Through her theology and conception of social action, Mother Waddles stressed the need to inspire people to do more with less, to learn how to be resourceful enough to exceed one’s own expectations: “…[I]f you want people to come up out of the ghetto, if you want people to reach out and be somebody, then there is more that has to be done, you know.”
Doing more, in her elaboration, meant that a missionary must encourage a Black girl’s understanding of her own beauty by providing her money to go to the hairdresser, or buying her prom pictures. It also meant acquiring a new outfit for someone interviewing for a job. For Mother Waddles, the Christian mission must change the self-image of others and teach them how to do as much in their daily lives.
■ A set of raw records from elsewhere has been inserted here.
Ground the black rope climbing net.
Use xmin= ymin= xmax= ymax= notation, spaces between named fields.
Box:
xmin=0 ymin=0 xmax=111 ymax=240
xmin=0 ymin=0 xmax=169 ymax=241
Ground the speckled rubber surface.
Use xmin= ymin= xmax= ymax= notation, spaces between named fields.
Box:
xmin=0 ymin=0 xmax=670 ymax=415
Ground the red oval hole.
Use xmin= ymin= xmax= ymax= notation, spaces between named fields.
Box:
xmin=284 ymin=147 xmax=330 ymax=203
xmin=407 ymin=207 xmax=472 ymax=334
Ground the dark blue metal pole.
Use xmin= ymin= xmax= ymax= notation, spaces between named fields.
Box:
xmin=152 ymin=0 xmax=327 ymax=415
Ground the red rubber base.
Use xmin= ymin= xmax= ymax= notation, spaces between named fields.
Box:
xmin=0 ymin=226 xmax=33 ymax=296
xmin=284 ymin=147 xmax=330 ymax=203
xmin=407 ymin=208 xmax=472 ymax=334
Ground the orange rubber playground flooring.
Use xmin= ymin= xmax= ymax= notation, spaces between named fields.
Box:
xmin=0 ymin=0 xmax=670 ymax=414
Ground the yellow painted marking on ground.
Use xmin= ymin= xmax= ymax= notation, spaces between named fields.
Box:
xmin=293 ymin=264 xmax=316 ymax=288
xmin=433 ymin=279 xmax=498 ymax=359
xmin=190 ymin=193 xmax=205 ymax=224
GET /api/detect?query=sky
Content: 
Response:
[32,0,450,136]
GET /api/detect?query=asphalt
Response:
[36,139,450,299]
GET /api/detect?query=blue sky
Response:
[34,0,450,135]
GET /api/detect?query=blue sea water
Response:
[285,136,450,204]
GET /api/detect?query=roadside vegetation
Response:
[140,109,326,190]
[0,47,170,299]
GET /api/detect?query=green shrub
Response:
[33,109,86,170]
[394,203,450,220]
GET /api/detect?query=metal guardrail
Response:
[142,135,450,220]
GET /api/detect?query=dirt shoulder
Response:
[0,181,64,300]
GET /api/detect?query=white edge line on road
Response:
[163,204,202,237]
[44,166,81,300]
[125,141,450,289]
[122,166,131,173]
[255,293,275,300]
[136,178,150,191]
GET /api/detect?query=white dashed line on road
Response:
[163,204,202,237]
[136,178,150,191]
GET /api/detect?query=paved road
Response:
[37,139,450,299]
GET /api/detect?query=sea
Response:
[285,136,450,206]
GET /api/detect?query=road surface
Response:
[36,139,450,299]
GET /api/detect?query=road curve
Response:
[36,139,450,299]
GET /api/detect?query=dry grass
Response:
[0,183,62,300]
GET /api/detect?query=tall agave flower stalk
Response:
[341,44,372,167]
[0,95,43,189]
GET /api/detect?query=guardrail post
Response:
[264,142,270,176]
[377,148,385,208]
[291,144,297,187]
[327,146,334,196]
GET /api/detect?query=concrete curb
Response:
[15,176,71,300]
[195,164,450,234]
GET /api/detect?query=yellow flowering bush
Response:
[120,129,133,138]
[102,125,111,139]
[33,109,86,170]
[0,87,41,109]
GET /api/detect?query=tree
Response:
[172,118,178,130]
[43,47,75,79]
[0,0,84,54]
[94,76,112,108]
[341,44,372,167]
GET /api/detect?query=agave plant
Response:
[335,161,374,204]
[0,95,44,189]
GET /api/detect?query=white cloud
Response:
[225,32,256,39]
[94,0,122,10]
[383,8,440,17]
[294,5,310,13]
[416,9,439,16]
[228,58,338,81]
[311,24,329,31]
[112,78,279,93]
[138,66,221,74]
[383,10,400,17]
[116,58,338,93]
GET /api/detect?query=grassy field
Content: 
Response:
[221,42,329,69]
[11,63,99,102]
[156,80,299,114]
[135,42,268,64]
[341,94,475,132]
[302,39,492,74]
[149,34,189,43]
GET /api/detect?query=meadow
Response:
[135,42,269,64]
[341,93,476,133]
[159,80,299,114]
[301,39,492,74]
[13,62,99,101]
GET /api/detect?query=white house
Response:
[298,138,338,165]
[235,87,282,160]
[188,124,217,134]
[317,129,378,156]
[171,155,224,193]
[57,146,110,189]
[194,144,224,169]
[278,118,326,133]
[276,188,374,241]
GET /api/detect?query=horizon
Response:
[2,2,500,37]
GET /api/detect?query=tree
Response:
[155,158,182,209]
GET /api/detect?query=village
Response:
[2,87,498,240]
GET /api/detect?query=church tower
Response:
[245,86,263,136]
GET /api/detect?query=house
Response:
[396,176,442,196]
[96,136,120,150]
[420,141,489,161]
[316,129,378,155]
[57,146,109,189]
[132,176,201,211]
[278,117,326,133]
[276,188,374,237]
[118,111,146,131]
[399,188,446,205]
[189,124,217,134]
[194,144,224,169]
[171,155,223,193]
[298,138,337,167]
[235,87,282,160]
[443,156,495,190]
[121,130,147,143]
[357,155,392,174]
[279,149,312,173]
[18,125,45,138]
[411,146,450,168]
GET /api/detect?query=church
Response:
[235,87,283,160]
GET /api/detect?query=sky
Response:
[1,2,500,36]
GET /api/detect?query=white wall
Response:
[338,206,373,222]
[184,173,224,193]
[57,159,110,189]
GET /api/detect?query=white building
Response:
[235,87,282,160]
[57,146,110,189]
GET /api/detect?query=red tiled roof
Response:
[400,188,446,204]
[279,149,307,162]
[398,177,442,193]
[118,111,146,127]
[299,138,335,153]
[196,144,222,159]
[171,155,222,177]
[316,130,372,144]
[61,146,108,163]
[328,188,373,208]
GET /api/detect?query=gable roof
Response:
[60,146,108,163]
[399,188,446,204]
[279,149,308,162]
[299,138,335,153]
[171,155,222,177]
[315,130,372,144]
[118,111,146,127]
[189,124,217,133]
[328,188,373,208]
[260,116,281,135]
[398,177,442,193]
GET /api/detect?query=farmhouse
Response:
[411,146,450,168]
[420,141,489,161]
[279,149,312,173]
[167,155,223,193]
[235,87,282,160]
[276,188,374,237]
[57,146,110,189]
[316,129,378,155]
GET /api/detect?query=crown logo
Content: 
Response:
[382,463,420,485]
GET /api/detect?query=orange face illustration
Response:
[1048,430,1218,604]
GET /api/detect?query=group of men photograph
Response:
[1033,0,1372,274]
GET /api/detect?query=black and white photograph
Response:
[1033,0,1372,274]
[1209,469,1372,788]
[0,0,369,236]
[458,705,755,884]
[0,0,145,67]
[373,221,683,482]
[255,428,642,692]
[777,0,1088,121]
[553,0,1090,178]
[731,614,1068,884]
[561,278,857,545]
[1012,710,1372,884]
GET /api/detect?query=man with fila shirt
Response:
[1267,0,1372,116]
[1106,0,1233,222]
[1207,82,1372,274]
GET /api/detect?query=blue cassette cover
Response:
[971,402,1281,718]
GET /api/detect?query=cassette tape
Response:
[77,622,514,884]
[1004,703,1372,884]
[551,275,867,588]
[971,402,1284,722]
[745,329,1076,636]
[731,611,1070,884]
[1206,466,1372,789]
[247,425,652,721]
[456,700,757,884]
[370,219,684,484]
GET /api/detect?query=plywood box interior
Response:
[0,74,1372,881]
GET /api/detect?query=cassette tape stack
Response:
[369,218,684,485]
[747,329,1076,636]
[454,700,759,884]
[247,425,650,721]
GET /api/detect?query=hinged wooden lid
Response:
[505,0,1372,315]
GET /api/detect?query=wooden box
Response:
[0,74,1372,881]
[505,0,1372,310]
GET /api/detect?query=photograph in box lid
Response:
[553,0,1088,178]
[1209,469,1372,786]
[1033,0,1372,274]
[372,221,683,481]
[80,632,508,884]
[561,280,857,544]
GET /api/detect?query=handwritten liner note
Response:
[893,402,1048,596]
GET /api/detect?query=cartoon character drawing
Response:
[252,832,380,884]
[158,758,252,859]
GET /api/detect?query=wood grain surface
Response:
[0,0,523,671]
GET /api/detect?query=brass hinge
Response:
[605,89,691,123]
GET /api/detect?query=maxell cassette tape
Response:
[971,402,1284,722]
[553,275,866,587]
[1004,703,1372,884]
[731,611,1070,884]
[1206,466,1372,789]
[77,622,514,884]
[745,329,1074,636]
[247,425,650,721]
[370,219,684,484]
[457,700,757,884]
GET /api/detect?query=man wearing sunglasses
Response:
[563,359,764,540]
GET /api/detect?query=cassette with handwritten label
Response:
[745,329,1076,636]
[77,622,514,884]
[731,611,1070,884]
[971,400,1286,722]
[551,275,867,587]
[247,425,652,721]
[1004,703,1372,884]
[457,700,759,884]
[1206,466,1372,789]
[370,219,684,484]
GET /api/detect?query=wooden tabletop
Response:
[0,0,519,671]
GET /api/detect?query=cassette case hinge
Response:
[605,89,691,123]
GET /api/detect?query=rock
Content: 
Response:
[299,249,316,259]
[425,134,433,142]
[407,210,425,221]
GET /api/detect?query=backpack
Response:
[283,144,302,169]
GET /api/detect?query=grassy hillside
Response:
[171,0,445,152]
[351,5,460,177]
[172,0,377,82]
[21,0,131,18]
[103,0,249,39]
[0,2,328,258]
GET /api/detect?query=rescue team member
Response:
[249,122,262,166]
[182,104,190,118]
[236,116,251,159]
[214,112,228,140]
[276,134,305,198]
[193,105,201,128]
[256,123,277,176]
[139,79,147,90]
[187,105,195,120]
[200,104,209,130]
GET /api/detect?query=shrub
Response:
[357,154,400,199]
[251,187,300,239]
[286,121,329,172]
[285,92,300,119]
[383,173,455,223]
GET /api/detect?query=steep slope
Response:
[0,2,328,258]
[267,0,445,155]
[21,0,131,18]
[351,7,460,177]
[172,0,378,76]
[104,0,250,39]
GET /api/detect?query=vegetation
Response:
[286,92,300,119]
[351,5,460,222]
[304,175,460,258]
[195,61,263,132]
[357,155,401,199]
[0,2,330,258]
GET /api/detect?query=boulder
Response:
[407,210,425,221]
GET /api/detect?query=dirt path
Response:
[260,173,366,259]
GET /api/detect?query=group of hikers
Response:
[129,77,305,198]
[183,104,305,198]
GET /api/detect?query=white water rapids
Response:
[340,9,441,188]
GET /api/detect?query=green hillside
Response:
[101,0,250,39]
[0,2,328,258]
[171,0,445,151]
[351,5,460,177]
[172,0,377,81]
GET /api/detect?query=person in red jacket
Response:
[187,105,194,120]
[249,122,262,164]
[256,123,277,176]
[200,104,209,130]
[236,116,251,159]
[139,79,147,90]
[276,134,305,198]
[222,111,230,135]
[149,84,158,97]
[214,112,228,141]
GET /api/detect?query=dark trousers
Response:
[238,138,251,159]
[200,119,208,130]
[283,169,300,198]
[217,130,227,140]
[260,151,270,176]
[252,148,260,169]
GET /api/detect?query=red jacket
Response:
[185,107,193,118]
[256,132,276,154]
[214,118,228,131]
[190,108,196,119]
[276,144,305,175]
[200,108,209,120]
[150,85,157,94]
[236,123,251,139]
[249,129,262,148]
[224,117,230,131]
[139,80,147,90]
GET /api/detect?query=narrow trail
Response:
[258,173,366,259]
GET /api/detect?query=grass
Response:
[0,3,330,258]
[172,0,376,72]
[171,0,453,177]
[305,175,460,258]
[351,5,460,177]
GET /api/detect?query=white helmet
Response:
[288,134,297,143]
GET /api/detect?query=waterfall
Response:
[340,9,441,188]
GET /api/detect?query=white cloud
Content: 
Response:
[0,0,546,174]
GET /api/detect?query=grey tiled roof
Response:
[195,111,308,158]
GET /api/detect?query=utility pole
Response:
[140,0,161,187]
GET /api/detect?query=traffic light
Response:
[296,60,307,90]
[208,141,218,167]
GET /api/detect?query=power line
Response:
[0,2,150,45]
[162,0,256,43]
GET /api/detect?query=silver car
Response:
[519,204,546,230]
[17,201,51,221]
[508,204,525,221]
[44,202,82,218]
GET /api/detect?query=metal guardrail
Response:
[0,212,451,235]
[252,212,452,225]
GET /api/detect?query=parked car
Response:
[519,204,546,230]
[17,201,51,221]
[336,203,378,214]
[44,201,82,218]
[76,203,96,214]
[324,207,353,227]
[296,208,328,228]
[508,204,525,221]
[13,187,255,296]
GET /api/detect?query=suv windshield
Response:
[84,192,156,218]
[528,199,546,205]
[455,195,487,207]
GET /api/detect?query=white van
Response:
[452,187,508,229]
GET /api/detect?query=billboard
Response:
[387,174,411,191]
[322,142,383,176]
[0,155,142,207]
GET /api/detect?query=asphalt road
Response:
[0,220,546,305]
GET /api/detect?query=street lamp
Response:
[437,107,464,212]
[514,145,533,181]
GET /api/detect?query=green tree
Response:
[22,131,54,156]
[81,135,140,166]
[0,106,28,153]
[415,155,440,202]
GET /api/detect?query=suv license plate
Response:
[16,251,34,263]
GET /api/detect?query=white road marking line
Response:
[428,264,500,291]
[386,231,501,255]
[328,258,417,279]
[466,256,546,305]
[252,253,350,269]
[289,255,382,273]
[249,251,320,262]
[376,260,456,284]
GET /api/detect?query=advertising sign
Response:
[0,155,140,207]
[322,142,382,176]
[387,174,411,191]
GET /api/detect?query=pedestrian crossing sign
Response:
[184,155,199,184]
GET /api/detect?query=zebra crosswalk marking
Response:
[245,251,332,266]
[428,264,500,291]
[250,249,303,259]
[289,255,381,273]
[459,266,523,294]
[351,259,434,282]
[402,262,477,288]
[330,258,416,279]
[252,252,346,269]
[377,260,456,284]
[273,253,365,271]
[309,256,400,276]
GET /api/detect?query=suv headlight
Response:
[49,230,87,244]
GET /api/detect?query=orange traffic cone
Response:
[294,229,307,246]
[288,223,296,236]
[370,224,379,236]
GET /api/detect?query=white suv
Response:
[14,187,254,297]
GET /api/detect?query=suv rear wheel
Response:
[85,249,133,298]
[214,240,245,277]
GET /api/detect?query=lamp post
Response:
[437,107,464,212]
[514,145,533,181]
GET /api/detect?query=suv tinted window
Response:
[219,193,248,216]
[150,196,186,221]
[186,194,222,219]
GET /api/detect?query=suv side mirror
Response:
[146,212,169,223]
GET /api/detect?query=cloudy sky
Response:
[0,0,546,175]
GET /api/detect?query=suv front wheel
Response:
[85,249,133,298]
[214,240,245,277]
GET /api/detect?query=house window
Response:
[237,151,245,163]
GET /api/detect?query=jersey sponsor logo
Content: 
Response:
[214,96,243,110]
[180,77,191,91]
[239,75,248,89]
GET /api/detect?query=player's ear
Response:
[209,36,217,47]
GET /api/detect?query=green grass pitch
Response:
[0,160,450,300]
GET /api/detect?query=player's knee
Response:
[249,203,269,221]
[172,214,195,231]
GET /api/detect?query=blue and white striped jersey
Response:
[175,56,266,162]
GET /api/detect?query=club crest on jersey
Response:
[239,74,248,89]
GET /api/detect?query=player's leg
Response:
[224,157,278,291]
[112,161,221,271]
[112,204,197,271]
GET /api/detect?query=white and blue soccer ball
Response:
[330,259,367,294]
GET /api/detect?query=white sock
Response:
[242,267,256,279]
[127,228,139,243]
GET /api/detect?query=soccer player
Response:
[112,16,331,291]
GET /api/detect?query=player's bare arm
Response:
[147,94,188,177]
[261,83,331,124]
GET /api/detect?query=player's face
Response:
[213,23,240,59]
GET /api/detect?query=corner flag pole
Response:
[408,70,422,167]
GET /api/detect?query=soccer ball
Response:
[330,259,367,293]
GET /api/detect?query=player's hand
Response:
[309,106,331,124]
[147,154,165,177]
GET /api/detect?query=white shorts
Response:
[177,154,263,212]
As a missionary, Mother Waddles tailored her New Thought teachings for predominantly poor, urban Black folks, all without promoting a conventional theology of material prosperity.
Further Reading:
- Vaughn A. Booker, “‘God’s Spirit Lives in Me’: Metaphysical Theology in the Urban Mission of Charleszetta ‘Mother’ Waddles,” Nova Religio: The Journal of Alternative and Emergent Religions 22.1 (August 2018): 5-33.
- Stephen Briscoe, “Mother Waddles: City’s poor ‘worse than ever,’” Michigan Chronicle, 3-9 October 1990: 1-A – 4-A.
- Lee Edson, “Mother Waddles: Black Angel of the Poor,” Readers Digest, October 1972, 178.
- “Mother Waddles: City’s poor ‘worse than ever,’” 4-A, and “Mother Waddles: One Woman’s War on Poverty,” Essence Magazine, Oct 1990: 48.
- Elizabeth Pérez, Religion in the Kitchen: Cooking, Talking, and the Making of Black Atlantic Traditions (New York: NYU Press, 2016), p. 4.
- “Soul Food Cookbook,” The Baltimore Afro-American, 27 Mar 1971: 21.
- Charleszetta Waddles, Attributes and Attitudes (Detroit: Mother Waddles Perpetual Mission, Date unknown), p. 1.
- Charleszetta Waddles, “Chapter Twelve,” Mother and the Way She Waddles in Faith, unpublished manuscript, 1977, Michigan Historical Collections, Bentley Historical Library, University of Michigan, p. 8.
- Charleszetta Waddles, The Mother Waddles Soul Food Cookbook, Second edition (Detroit: Perpetual Soul Saving Mission for All Nations, Inc., 1970), p. 8.
- Charleszetta Waddles, “You’ve Got a Friend: The Mother Waddles Action Column,” Michigan Chronicle, 24-30 Oct 1990: 3-A.
- Charleszetta Waddles, “You’ve Got a Friend: The Mother Waddles Action Column,” Michigan Chronicle, 7-13 Nov 1990: 3-A.
- Psyche Williams-Forson, Building Houses out of Chicken Legs: Black Women, Food, & Power (Chapel Hill: University of North Carolina Press, 2006), p. 161.